Les États-Unis avaient une identité durant ces époques : un groupe de joueurs combatifs, avec quelques perles comme Donovan, Claudio Reyna et Tab Ramos qui élevaient le niveau, et un esprit d’équipe qui poussait encore plus loin. Arena était enclin à dire tout au long de ses deux mandats qu’il était « confiant dans la capacité du joueur américain » – un sentiment qui se manifestait de nombreuses façons alors que l’équipe luttait pour obtenir des résultats. Les matchs eux-mêmes n’étaient pas toujours esthétiques, et parfois les États-Unis échouaient dans des moments cruciaux (voir : la Coupe du Monde 2006). Mais il était indéniable de savoir ce que l’équipe représentait, ou comment elle comptait mener ses affaires.

Dans ce contexte, il est notable que lors des deux tournois de cette année, les États-Unis ont été battus par des pays ayant l’habitude de surpasser leurs capacités, en exécutant une identité nationale définie. Le style direct et physique bien connu de Panama a fixé les termes de la rencontre à la Copa América. Le Maroc a envoyé de nombreux meilleurs joueurs aux Jeux Olympiques et a joué de la même manière qu’il l’a fait lorsque le pays est devenu le chouchou de la Coupe du Monde 2022 : une défense solide, de la vitesse en contre-attaque, et un sens du moment décisif.

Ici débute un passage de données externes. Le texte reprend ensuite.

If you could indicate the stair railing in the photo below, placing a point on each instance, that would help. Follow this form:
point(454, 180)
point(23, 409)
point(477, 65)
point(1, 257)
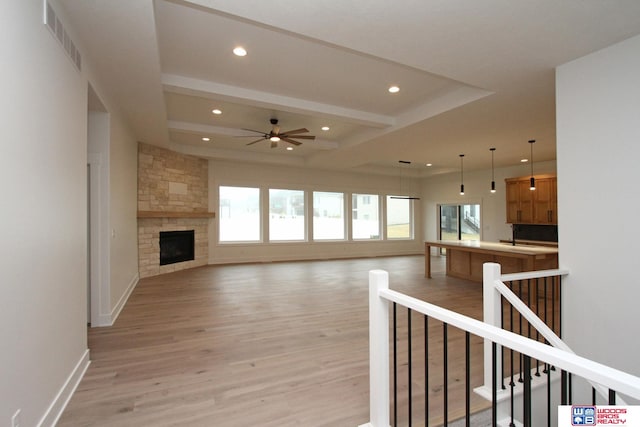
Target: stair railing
point(380, 296)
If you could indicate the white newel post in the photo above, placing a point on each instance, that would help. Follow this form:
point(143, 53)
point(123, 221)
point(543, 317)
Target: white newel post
point(492, 308)
point(378, 350)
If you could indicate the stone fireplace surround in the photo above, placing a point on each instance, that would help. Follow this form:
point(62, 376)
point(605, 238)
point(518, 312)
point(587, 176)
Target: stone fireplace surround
point(173, 195)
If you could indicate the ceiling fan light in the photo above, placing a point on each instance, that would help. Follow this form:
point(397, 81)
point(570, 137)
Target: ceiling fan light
point(239, 51)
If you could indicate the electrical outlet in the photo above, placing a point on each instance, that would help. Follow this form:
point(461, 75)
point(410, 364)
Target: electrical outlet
point(15, 420)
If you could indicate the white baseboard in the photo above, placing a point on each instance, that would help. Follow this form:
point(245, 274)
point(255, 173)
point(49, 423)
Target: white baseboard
point(57, 406)
point(123, 299)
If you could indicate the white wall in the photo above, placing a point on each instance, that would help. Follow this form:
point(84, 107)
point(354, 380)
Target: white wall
point(445, 189)
point(43, 173)
point(598, 147)
point(43, 167)
point(123, 207)
point(265, 176)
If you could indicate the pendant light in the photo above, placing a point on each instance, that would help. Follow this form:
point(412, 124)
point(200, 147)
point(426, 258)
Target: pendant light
point(493, 179)
point(532, 180)
point(461, 176)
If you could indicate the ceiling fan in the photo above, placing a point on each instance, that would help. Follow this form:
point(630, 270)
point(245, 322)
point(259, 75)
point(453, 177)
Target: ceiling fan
point(275, 135)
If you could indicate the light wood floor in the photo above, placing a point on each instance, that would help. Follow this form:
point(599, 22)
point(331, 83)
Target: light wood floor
point(279, 344)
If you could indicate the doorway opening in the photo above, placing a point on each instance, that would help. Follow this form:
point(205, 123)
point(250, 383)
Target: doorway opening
point(459, 222)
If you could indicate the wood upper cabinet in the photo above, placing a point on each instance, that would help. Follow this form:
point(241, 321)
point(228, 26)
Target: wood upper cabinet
point(525, 206)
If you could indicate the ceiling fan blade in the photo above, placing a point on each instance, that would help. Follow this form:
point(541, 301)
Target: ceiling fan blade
point(298, 136)
point(253, 130)
point(291, 132)
point(257, 140)
point(290, 141)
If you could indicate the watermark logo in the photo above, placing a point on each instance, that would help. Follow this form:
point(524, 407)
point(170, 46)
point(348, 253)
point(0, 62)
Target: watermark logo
point(598, 415)
point(583, 415)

« Je pense que cinq ans, c’est long, et il y a eu beaucoup de fondations mises en place », a déclaré le directeur sportif de la fédération américaine, Matt Crocker, à propos du mandat de Berhalter. « Je veux simplement obtenir le meilleur entraîneur possible qui puisse aider l’équipe à gagner. »

On pourrait penser que ces deux défaites clés de l’été dernier étaient le genre d’événements dont les États-Unis auraient pu être à l’autre bout par le passé. On dirait que l’équipe s’est tellement concentrée sur la création d’un nouveau chemin vers la reconnaissance internationale qu’elle a oublié ce qu’il fallait pour voyager sur ce chemin en premier lieu.

Le seul objectif du prochain entraîneur : les aider à se souvenir.